Dans les cages d'escaliers, des affiches indiquent : «Avis de passage de M. H.L.B. ou de M. N'D. La fibre SFR enfin disponible dans votre immeuble»  ; avec «Internet à 100 méga, télévision haute définition et téléphone illimité» . Soit l'offre standard de la fibre SFR à 30 euros par mois, en aucun cas du «triple play social» ( lire l'article ).

Paris Habitat a décidé de vider ses sacs remplis de plaintes de locataires. L'office HLM dit en avoir reçu 1 200, qui s'ajoutent aux doléances faites aux gardiens. Sans oublier les appels au secours postés sur le blog hébergé sur le site de l'office . En vrac, des problèmes techniques d'installation, des rendez-vous annulés, le SAV aux abonnés absents. Mais ce qui énerve le plus Paris habitat, c'est la vente forcée.

Cerise sur la fibre futuriste : si l'opérateur fait basculer fissa le locataire vers une offre payante, le retour au service antenne est plus laborieux : «Un calvaire pour les abonnés» , décrit Olivier Pourtau, en première ligne à l'office HLM. Signe que cela chauffe très fort : une rencontre au sommet entre le directeur de Paris Habitat et le patron de SFR, Franck Esser, est programmée pour demain. Jeudi dernier, lors d'un premier rendez-vous, les responsables du projet se sont efforcés de déminer le terrain.
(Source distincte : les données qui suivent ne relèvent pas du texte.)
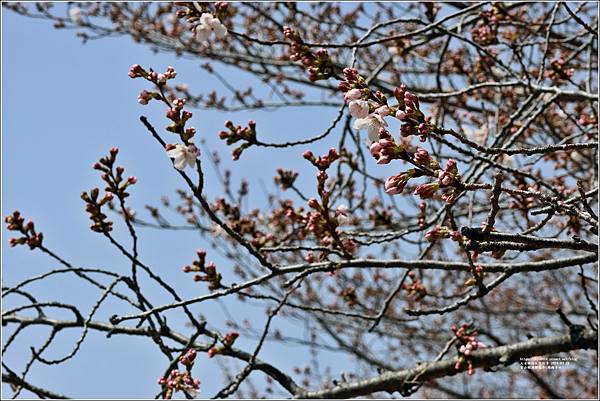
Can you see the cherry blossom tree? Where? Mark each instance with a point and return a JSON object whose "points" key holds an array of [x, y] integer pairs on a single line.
{"points": [[449, 233]]}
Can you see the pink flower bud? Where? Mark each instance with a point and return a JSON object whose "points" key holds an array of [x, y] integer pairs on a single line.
{"points": [[313, 203], [353, 94]]}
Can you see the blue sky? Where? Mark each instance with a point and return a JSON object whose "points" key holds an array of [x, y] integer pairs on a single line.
{"points": [[65, 104]]}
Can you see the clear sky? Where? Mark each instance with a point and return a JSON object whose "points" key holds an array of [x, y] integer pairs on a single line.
{"points": [[65, 104]]}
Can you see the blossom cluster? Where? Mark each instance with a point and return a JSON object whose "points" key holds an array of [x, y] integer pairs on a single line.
{"points": [[558, 71], [208, 270], [182, 154], [416, 288], [318, 64], [486, 31], [285, 178], [467, 343], [205, 23], [441, 232], [16, 222], [116, 185], [181, 381], [238, 133]]}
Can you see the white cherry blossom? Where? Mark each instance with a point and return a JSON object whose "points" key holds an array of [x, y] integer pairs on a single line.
{"points": [[371, 123], [359, 108], [183, 155], [209, 24]]}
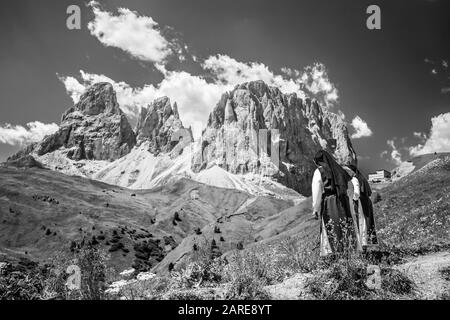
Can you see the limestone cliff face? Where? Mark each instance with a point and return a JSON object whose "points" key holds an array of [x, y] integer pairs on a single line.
{"points": [[157, 124], [95, 129], [235, 138]]}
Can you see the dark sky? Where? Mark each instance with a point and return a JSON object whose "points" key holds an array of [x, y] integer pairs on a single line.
{"points": [[381, 75]]}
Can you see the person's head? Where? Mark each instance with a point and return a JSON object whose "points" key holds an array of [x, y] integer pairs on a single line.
{"points": [[323, 158], [353, 168]]}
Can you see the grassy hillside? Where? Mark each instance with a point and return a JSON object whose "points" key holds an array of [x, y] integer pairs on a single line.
{"points": [[42, 212]]}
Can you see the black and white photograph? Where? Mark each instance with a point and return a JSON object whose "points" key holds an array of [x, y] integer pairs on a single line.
{"points": [[238, 151]]}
Chez SFR, on reconnaît quelques bogues mais on fait valoir, que cette opération de pose à grande échelle était une première : «On a eu jusqu'à 600 techniciens sur les sites au même moment. Et on a fait jusqu'à 4 000 branchements par semaine !» À vrai dire, à Paris Habitat, on s'attendait un peu à une offensive de SFR : il a tiré gratuitement la fibre, c'est normal qu'il essaie de dériver sur son offre payante un maximum d'abonnés. Mais ce que Bernard Roy, directeur des politiques patrimoniales à Paris Habitat, critique, «c'est la commercialisation à marche forcée de l'offre standard à 30 euros de SFR, alors que le fibrage n'est pas achevé. Notre objectif, c'est de donner aux locataires le choix de leur opérateur, comme le contrat avec SFR le prévoit» . Chez Orange et plus encore chez Free, on attend avec impatience le feu vert. Il pourrait l'être d'ici à un mois. Pas sûr que cela signifie la fin de tous les soucis.